Readers interested in more details can carefully read Algorithm 1 and Algorithm 2 in this article, as well as the detailed derivation process in the paper. The algorithms and derivation processes distinguish between the forward and backward processes of Lightning Attention-2, helping readers gain a deeper understanding.


Accuracy Comparison of Lightning Attention-2
The researchers first compared the accuracy differences between Lightning Attention-2 and Lightning Attention-1 on a small-scale (400M) parameter model, as shown in the figure below, where both are nearly indistinguishable.

Subsequently, the researchers compared the TransNormerLLM (TNL-LA2) enhanced by Lightning Attention-2 with other advanced non-Transformer architectures and LLaMA enhanced by FlashAttention2 under the same corpus conditions at 1B and 3B. As shown in the figure below, TNL-LA2 maintained a similar trend to LLaMA, with better loss performance. This experiment indicates that Lightning Attention-2 exhibits accuracy performance in language modeling comparable to that of state-of-the-art Transformer architectures.

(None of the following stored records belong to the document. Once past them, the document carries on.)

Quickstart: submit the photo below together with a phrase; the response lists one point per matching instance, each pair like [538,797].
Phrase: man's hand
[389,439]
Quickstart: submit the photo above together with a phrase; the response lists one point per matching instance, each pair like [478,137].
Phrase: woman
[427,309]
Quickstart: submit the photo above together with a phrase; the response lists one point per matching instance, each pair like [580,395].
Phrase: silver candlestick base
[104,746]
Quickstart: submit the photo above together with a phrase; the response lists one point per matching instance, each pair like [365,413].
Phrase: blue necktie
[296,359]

In large language model tasks, the researchers compared TNL-LA2 15B with the Pythia model at a similar size on common benchmarks. As shown in the table below, under the condition of consuming the same tokens, TNL-LA2 slightly outperformed the Pythia model based on Softmax attention in common sense reasoning and multiple-choice comprehensive abilities.

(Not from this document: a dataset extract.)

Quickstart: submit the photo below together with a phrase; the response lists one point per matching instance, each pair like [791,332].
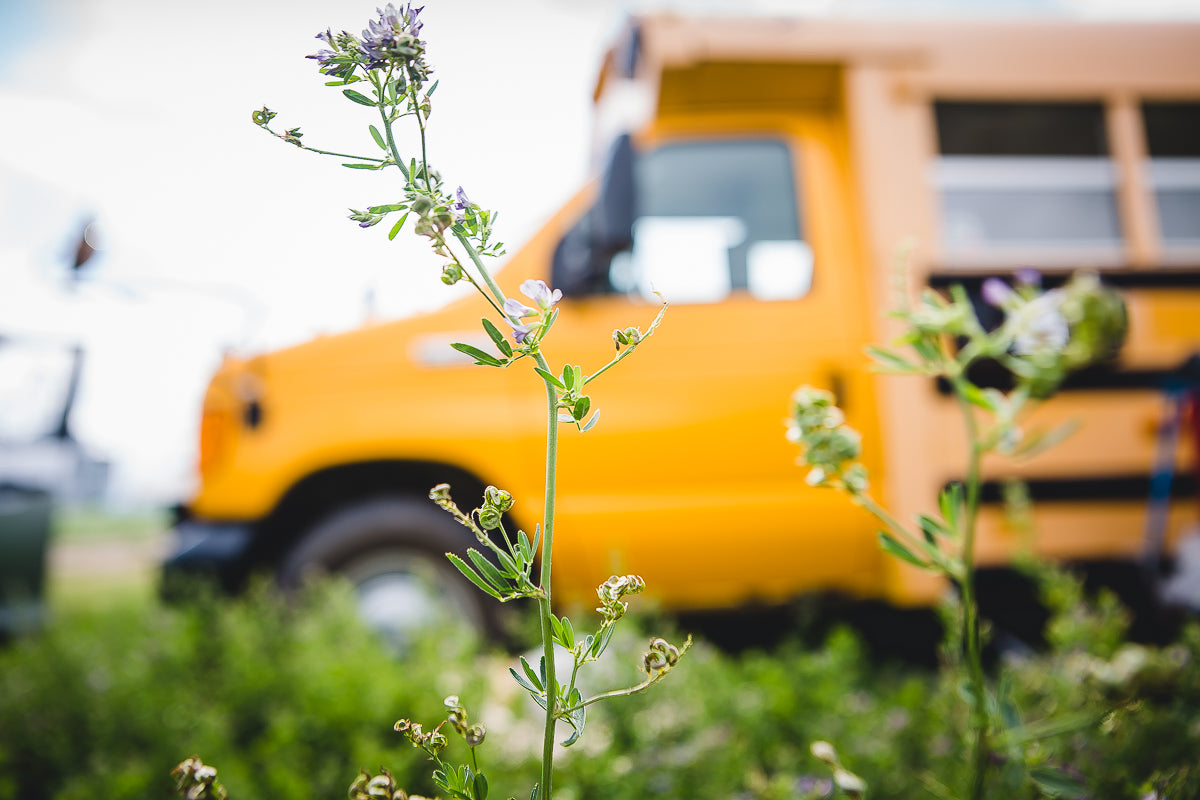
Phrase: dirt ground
[107,557]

Speed Comparison of Lightning Attention-2
The researchers compared the single-module speed and memory usage of Lightning Attention-2 with FlashAttention2. As shown in the figure below, compared to Lightning Attention-1 and FlashAttention2, Lightning Attention-2 exhibited a strictly linear increase in speed relative to sequence length. In terms of memory usage, all three showed similar trends, but Lightning Attention-2 had lower memory usage. This is because the memory usage of FlashAttention2 and Lightning Attention-1 is also approximately linear.

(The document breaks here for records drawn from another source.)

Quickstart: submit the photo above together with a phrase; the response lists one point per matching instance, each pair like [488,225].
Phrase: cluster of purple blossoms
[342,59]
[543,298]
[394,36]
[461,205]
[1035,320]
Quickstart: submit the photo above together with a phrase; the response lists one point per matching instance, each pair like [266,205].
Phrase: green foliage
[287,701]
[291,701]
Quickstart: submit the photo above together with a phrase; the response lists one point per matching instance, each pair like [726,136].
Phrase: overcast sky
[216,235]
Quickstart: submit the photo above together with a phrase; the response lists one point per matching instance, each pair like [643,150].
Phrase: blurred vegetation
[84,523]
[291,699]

The author notes that this article mainly focuses on solving the training speed of linear attention networks and achieving a training speed for arbitrary-length long sequences similar to that of 1K sequences. There is not much introduction regarding inference speed. This is because linear attention can be losslessly transformed into RNN mode during inference, thereby achieving a similar effect, i.e., the inference speed of a single token remains constant. For Transformers, the current token’s inference speed is related to the number of previous tokens.
The author tested the inference speed comparison between TransNormerLLM-7B enhanced by Lightning Attention-1 and common 7B models. As shown in the figure below, at approximately the same parameter size, the throughput speed of Lightning Attention-1 is 4 times that of Baichuan and more than 3.5 times that of ChatGLM, demonstrating excellent advantages in inference speed.

Lightning Attention-2 represents a significant advancement in linear attention mechanisms, allowing it to perfectly replace traditional Softmax attention in terms of both accuracy and speed, providing sustainable scalability for increasingly larger models and offering a pathway to efficiently handle infinitely long sequences. The OpenNLPLab team will research sequence parallel algorithms based on linear attention mechanisms in the future to address the current memory bottleneck issues.